Ask The Engineers: How Do You Unplug?

Ask The Engineers: How Do You Unplug?

This week I’m on my (belated) honeymoon in Hawaii. As I’ve written about before (on my wedding day, no less!), my wife is a wonderful person to put up with my engineering ways. This time, I’m actually writing this post in advance, because I’m attempting to unplug and relax while I’m away.

No, not completely. I’ll be in pretty much constant contact with the outside world if necessary, though the plan is to unplug as much as possible. Baby steps, y’know?  However, my first big decision was not to take my laptop with me. While I’ll still have access to email and Twitter and the rest of those time-wasters out there, it will be on my phone. And you know what is much easier on my laptop than on my phone? Writing substantial emails and doing work. So I likely won’t do either. In essence, I’m just making it a little more inconvenient to be on the internet.

My main concern is not missing out on something. I’ve found that anything worth mentioning is brought up time and time again, often weeks after the fact. So that’s not an issue. I’m not worried about my radio show (our unofficial 3rd member is kindly taking over for 2 weeks) nor am I worried about Engineer Blogs (we have lots of great editors and admins here!). No, my main concern is actually more that I’ll have such an overabundance of ideas that I’ll go crazy thinking them over and trying to develop them in my head.

It makes sense, right? I’ve written before about the crazy places people come up with their ideas. The common thread is that most of the activities are passive, so the mind can wander; and in case you didn’t happen to click through to that old article, I think it’s worth bringing up Scott Adams’ statement that true creativity requires that you be bored (paywalled WSJ extension of that idea here). If I’m actively trying to unplug, I fear my brain will start shouting to let the ideas out! I’ll have to rely on a trusty pad of paper in order to capture all those ideas. And I’m not alone in this way of working; Steve Wozniak wrote in his autobiography about working alone as an engineer and how it’s a necessity. Why is that? Because when you’re by yourself, your brain wants to get ideas out. And when you’re developing ideas, your brain keeps wanting to focusing on those same ideas, which might not be possible if you have co-founders pulling you in many other directions. Though I’ve written (in my first article!) that I prefer to work in teams, I completely understand this mindset and think it actually depends upon the situation and project.

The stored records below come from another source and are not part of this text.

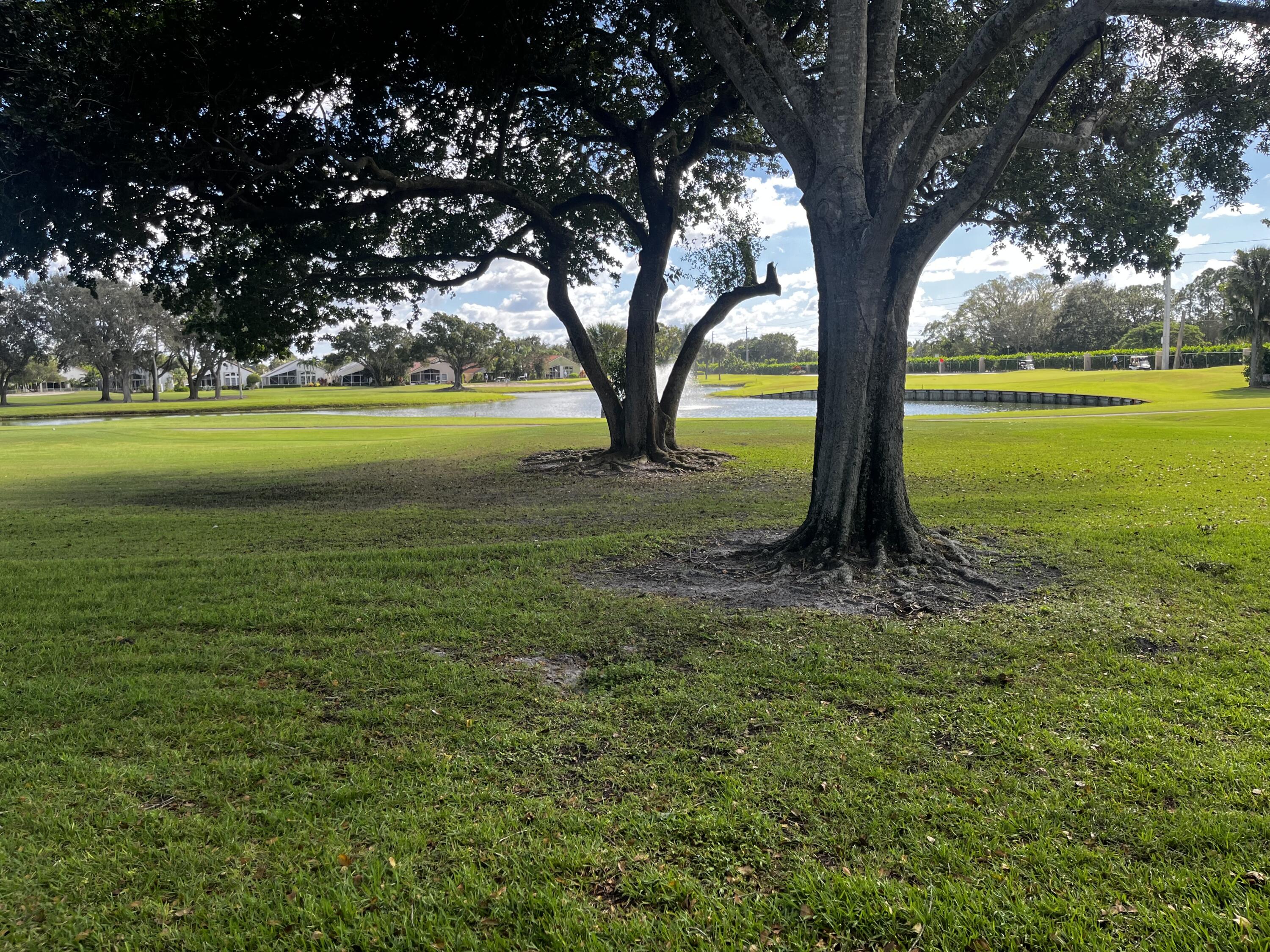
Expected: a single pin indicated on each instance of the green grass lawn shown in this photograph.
(256, 693)
(88, 403)
(1173, 390)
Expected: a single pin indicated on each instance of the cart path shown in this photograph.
(1043, 415)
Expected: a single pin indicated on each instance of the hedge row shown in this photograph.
(762, 369)
(1055, 360)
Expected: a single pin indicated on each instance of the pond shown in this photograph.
(696, 404)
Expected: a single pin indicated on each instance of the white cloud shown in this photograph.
(1234, 211)
(1124, 277)
(776, 205)
(1009, 259)
(924, 313)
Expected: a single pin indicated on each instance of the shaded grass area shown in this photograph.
(256, 693)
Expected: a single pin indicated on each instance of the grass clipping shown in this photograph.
(740, 573)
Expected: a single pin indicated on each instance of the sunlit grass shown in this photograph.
(226, 720)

So what about you? Are you able to unplug? How do you deal with the ideas that flow forth from your engineering brain? Have you ever or do you regularly cut off ALL contact from the world? And what kind of effect has all of this isolation had on your engineering efforts? Let us know in the comments!

 

Thanks to functoruser for the picture of the plug!

2 comments

I don’t ever disconnect completely. I’ll admit I’m a connection addict enough that it makes me itchy to be completely out of touch for more than a couple hours. Besides when I have an idea I immediately check out a) if someone’s done it already and b) if it’s feasible.

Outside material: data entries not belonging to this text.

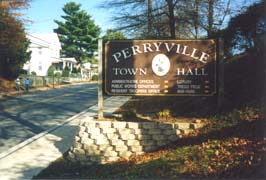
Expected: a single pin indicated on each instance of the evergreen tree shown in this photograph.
(78, 33)
(113, 34)
(13, 46)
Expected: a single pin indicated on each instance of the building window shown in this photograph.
(40, 66)
(40, 51)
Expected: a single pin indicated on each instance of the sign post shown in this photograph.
(100, 80)
(221, 74)
(160, 67)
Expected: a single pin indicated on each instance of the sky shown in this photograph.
(42, 14)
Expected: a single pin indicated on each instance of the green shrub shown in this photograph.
(94, 77)
(166, 113)
(66, 72)
(58, 74)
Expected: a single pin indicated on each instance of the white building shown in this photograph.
(45, 51)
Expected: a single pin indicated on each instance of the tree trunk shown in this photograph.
(149, 18)
(210, 18)
(196, 19)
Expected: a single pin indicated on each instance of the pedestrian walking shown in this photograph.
(18, 84)
(27, 84)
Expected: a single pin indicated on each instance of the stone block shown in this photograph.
(148, 142)
(173, 138)
(94, 130)
(169, 132)
(154, 131)
(125, 154)
(82, 134)
(87, 141)
(112, 136)
(162, 143)
(126, 131)
(77, 139)
(165, 126)
(150, 148)
(112, 159)
(186, 131)
(108, 130)
(101, 141)
(121, 148)
(159, 137)
(110, 154)
(149, 125)
(143, 137)
(119, 125)
(117, 142)
(90, 125)
(78, 151)
(196, 125)
(138, 131)
(97, 136)
(96, 159)
(178, 132)
(104, 124)
(77, 145)
(127, 136)
(133, 125)
(133, 142)
(106, 147)
(181, 125)
(82, 128)
(91, 149)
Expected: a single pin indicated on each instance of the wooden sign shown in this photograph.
(160, 67)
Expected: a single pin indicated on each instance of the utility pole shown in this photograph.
(100, 79)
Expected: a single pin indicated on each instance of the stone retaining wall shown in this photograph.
(106, 141)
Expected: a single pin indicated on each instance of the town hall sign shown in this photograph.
(160, 67)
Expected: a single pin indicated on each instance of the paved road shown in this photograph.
(24, 116)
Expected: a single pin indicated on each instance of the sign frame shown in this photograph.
(215, 61)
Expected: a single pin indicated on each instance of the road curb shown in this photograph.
(32, 156)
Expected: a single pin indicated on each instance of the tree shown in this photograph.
(113, 34)
(14, 4)
(170, 18)
(78, 33)
(13, 46)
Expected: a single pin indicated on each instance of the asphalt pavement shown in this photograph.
(47, 141)
(26, 115)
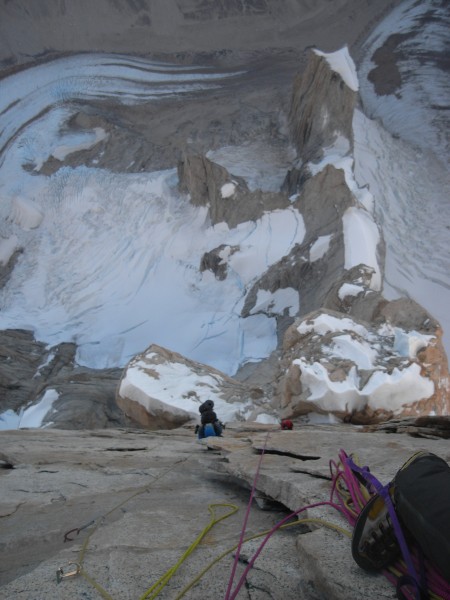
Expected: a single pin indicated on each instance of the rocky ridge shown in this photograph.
(316, 271)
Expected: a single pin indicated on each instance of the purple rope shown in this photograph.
(383, 491)
(269, 535)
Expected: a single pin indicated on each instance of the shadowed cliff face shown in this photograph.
(32, 30)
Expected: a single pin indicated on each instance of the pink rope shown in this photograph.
(244, 526)
(436, 583)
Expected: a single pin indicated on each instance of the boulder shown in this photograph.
(227, 196)
(322, 105)
(362, 372)
(161, 389)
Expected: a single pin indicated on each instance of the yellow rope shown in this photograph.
(156, 588)
(258, 535)
(84, 547)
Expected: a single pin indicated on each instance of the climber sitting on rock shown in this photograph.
(208, 416)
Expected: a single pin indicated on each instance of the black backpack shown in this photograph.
(422, 502)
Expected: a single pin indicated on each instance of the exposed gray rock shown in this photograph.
(29, 369)
(366, 379)
(227, 196)
(321, 109)
(153, 376)
(134, 501)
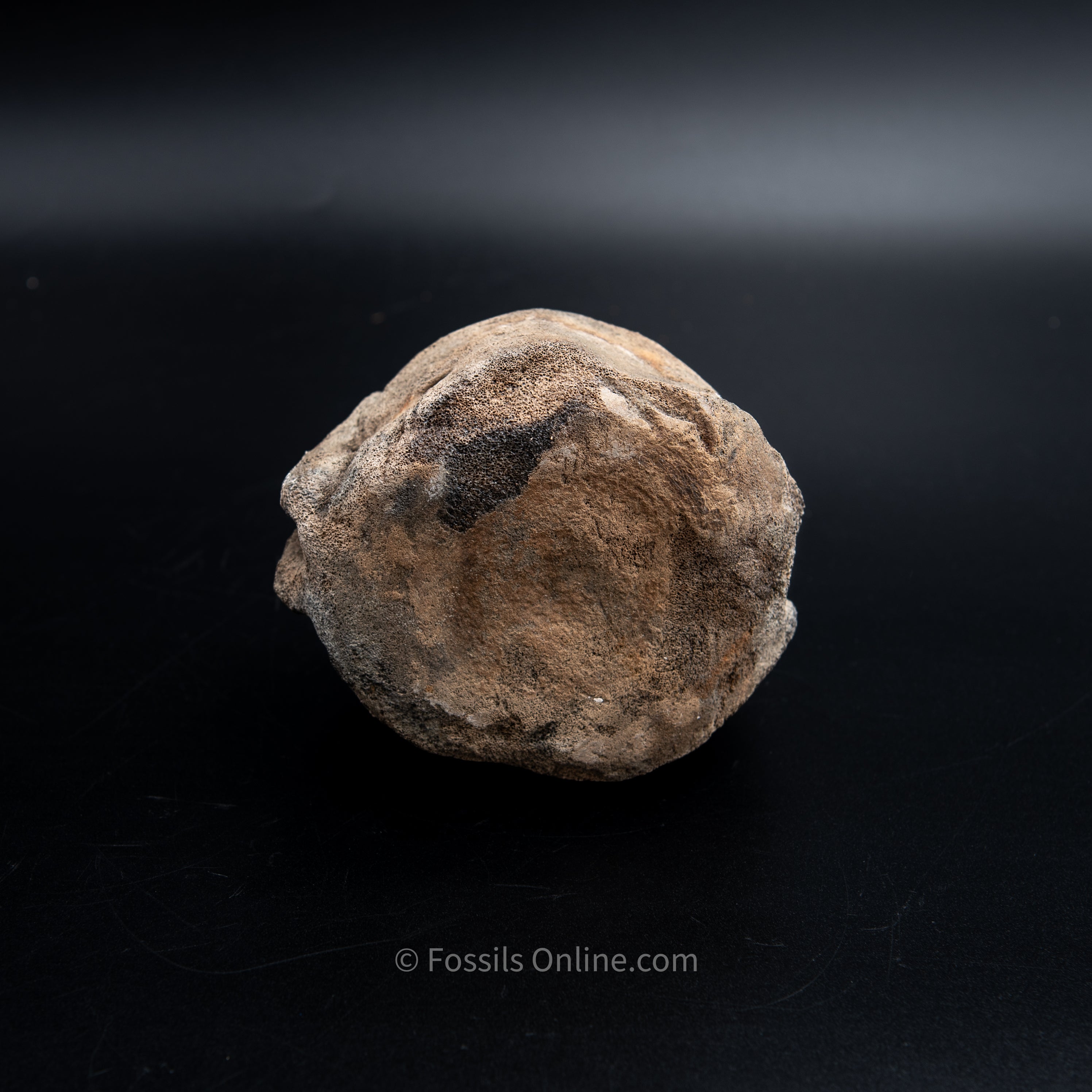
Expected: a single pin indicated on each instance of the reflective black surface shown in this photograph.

I ran across this video of John Cleese talking about where creativity comes from:
http://www.openculture.com/2010/09/john_cleese_on_the_origin_of_creativity.html

He echoes a lot of what you’ve said. I’ve also found some of my best solutions come from “the back burner” where I don’t consciously think about a problem. But I don’t really feel that problem solving and creativity are tapping into the same inspiration.

Disconnection was never a problem for me over thirty-five years of engineering. I always loved travel. I’ve been around the world nine times and visited over forty countries, some as many as twenty times. (Ahh, France. Food, wine, desert, Je ne sais quas)

Around the world trips involve going somewhere, then somewhere else, then somewhere else. Sometimes I visited six or eight places on a trip. That keeps your mind alive. Calculating exchange rates if nothing else. Once I took a small laptop and used it to write impressions of my trip, floating down canals in France. I never called home, even during five week vacations. If the house burned down or the company went bankrupt, I would deal with it when I got home. I never wasted a day of vacation, except when I crossed the date line!

Disconnection is regeneration. Connection is brain-draining.